It has been widely reported that statins can lead to problems, not least of which is achy muscles. I don't feel I have any adverse reactions to statins, but I did have a reaction to metoprolol, the heart-easing drug for people with atrial arrhythmias and/or incipient hypertension, which I sort of had when diagnosed with atrial fibrillation. Over time, the metoprolol left me feeling a bit 'gassed', unable to have the same output in physical work. Eventually, as I needed more and more of it to keep my disordered heart from beating too quickly when I had the odd run of AF, it would bump my heart into severe bradycardia, where the heart slows below 50 BPM. In my case, it went all the way down to 30 BPM which is the point where the AV node was keeping me alive. When all else fails, the AV node is supposed to sustain you at about 30 BPM. At that rate, even your intestines shut down.

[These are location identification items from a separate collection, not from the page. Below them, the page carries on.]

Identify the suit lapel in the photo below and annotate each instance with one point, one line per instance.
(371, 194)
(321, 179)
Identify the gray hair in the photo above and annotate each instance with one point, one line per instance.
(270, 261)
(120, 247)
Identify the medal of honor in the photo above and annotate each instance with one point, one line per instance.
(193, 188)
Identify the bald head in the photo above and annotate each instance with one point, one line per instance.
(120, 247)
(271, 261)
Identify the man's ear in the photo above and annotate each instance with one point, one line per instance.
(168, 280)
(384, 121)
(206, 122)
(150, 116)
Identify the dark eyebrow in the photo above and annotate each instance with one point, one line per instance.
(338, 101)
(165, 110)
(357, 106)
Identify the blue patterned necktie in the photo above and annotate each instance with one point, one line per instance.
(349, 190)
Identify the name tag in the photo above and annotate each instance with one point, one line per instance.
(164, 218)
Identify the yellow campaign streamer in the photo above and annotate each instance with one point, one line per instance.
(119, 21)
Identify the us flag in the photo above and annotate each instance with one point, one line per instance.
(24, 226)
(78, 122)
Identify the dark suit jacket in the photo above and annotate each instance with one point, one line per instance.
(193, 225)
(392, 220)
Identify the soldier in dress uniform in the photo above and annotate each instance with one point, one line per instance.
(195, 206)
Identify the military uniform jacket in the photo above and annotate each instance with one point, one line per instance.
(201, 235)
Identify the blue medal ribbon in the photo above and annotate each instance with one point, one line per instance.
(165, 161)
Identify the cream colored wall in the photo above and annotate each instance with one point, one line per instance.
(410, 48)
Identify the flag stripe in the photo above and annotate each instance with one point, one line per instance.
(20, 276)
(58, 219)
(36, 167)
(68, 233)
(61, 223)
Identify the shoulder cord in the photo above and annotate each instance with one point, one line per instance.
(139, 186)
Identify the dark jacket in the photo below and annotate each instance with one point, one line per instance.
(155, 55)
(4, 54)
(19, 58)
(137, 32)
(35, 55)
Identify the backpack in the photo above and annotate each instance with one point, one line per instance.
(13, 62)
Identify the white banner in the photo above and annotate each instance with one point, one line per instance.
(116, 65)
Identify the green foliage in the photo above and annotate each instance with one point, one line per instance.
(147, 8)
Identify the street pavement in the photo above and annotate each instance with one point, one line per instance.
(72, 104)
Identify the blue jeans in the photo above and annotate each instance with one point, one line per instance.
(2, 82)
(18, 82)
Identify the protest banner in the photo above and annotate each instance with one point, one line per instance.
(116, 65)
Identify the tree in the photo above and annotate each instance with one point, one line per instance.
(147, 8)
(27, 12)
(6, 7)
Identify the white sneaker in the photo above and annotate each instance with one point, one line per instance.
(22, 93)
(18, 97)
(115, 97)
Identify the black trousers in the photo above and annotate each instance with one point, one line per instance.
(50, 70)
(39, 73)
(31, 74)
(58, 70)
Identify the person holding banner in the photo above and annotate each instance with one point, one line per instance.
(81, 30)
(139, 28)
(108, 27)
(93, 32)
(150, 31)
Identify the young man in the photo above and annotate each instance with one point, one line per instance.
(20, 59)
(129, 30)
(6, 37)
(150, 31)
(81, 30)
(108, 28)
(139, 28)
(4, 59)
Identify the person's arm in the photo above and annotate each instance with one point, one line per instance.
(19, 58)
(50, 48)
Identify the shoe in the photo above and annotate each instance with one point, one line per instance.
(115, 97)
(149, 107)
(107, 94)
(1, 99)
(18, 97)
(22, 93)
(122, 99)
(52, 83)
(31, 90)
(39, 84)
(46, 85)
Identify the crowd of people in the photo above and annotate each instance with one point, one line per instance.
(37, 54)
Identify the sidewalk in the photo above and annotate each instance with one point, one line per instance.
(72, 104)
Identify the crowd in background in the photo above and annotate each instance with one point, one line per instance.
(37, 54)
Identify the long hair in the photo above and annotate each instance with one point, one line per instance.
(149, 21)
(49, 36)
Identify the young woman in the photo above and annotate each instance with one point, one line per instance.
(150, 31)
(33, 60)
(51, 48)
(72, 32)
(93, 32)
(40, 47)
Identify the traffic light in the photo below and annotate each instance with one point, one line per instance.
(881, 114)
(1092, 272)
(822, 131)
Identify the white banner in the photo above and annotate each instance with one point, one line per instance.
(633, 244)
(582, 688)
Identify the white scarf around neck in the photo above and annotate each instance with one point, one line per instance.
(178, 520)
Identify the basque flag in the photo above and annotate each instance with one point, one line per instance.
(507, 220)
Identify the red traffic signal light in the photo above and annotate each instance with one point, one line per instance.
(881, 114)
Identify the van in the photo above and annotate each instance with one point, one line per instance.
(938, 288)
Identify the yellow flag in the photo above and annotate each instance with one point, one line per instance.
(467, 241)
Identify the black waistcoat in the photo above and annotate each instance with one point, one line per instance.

I counsel people to do all the reading they can about a condition they have and how it can be treated....ALL treatments. Find out what works for you, and be an advocate for yourself with your care providers. Let them know you're doing poorly and they should....SHOULD...offer you some remedial help or alternative treatments. Sometimes learning about treatments allays fears about what could go wrong, or gives you ideas about alternatives that you can explore.

If one form of sleep aid declines in efficacy over time, change to another. Try CBD oils, zopiclone, and any number of other options. Naturally, this would only be with consultation of a professional.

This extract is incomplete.